The decision to launch a EUR 500 million project to create a 235 km long connection from Balgzand in the Netherlands to Bacton on the Norfolk coast – almost parallel to the Zeebrugge-Bacton Interconnector – ends a lengthy study period dogged by delays (see ESGM 10.067). It precedes an investment decision by Belgian Fluxys and German Ruhrgas, who are still mulling over whether or to what extent to exercise their option to acquire a minority stake in the Gasunie-led project. A spokesperson for Fluxys says that the group is likely to make a decision by mid-June, when its board of directors is scheduled to meet. She emphasised that the project was “of strategic importance” for Fluxys. Being the parent of the Zeebrugge hub operator Huberator, Fluxys expects the project to positively impact on its transportation business by boosting liquidity across different trading markets as its opens up additional price arbitrage opportunities. In addition, it views the BBL as having a complementary function in case of future outages in the Interconnector.
The envisaged completion of the BBL pipeline by late 2006 coincides with the start of the long-term contract that Gasunie´s subsidiary Gasunie Trade & Supply signed with with British Centrica. The Dutch supplier will deliver 8 billion cubic metres (Gm3) over a ten year period under this contract. The planned pipeline´s total capacity, which a spokesman for Gasunie estimated at around 16 Gm³, will comply with the total number of capacity requests that shippers brought forward during a lengthy open season period. For the time being, Ruhrgas, German Wingas and Gasunie will be the sole users of export capacity in the 36 inch pipeline, according to the Gasunie spokesman. It is open whether there will be spare capacity that could be sold to other parties after completion. Wingas confirmed that it booked “notable amounts” of capacity to diversify its deliveries to UK customers amid plans to “substantially increase” its activities on the UK market. Unlike its domestic rival Ruhrgas and Fluxys however, the Wintershall/Gazprom joint venture was not invited to join the project as a shareholder. “Fluxys and Ruhrgas were earlier in coming to conclusions,” the Gasunie spokesman explained, emphasising that every party was initially given the opportunity to join. With the other potential investors expressing stronger interest, project leader Gasunie apparently concluded that it is enough to have three parties on board.

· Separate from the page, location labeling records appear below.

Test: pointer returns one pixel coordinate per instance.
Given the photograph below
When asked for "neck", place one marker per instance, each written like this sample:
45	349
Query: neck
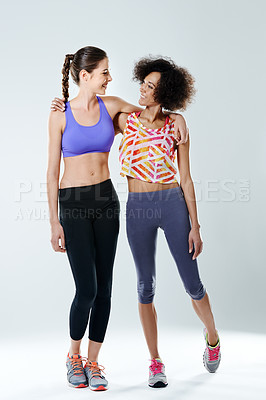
85	99
153	113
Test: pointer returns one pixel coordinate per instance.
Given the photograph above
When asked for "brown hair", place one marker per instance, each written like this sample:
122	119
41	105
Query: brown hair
175	89
86	58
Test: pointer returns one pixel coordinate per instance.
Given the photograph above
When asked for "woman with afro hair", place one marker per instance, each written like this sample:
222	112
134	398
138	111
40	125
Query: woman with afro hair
156	200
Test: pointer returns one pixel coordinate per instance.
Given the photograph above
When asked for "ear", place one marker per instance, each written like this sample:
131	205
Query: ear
84	75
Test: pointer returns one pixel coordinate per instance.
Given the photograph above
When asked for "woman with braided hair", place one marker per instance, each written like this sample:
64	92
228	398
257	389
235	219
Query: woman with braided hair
88	223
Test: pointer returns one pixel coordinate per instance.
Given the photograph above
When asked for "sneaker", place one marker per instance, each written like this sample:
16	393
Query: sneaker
157	377
94	375
75	372
212	354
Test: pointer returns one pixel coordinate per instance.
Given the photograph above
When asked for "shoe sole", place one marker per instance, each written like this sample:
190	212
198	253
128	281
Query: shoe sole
81	385
206	365
158	385
99	388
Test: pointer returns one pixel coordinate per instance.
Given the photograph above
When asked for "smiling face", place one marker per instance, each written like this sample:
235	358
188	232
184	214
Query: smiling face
98	79
147	89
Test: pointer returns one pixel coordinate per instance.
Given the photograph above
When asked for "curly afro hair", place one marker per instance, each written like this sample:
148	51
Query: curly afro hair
175	89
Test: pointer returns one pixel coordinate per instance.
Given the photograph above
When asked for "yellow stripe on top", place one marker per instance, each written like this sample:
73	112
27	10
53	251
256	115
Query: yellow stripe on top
148	154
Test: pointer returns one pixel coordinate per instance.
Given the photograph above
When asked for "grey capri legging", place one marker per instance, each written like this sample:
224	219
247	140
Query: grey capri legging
165	209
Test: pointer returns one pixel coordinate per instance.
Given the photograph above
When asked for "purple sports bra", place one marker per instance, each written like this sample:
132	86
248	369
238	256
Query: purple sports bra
79	139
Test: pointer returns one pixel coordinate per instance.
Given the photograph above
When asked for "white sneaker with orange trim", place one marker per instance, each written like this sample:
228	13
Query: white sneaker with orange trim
75	373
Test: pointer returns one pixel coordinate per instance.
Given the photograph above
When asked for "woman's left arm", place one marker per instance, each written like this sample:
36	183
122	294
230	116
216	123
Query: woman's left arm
181	129
187	186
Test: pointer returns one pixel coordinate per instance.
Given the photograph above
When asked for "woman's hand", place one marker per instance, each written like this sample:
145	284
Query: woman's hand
194	238
57	233
58	104
181	129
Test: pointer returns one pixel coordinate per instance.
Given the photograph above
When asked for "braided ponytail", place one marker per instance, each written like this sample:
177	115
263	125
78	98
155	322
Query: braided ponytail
86	58
65	72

The Interconnector pipeline, by contrast, is operated by eleven co-owners. Neither Wingas nor Gasunie´s potential partner Ruhrgas would comment on the extent of their capacity interests. The latter, which is currently in talks with its British sister company Powergen over a ten year delivery contract starting in October, already owns a 10% share in the Interconnector through its affiliate Ruhrgas UK Exploration & Production. Ruhrgas is understood to have bought capacity for the first phase of the Interconnector upgrade – which will bring the total reverse flow capacity from currently 8.50 Gm³ to 16.50 Gm³ by late 2005.
Future majority shareholder Gasunie emphasised that the prospect of enjoying exemption from EU regulations governing the transit business was one decisive factor for its decision to kickstart the BBL project as it enhanced the certainty of return on investment. Its confidence in obtaining exemption from regulated tariffs and regulated third party grid access conditions got a boost after the national energy regulators of the UK (Ofgem) and the Netherlands (Dte) “announced their intention to grant that exemption” and the EU Commission stated its opinion on the regulators´ approach.
The BBL project will involve the building of a compressor station in the province of Noord-Holland, a short section of an onshore pipeline, the crossing of the coastal sand dunes in the Netherlands (about 5 km), 230 km of offshore pipeline across the North Sea as well as the construction of landfall and receiving facilities at Bacton. Additional investments essential to link the Dutch transmission grid with the BBL entry point at the Dutch shoreline will be carried out on Gasunie´s own account.
The Gasunie group is formally the project leader even though the operational management of its transportation business has been spun off to Gastransport Services (GTS) and will be legally separated by as early as July. Ownership of the Dutch grid, however, still rests with the parent group Gasunie. Gasunie´s largest shareholder is Energie Beheer Nederland (40%). Other shareholders are ExxonMobil Holding Company Holland and Shell Nederland (25% each) as well as the Dutch state (10%).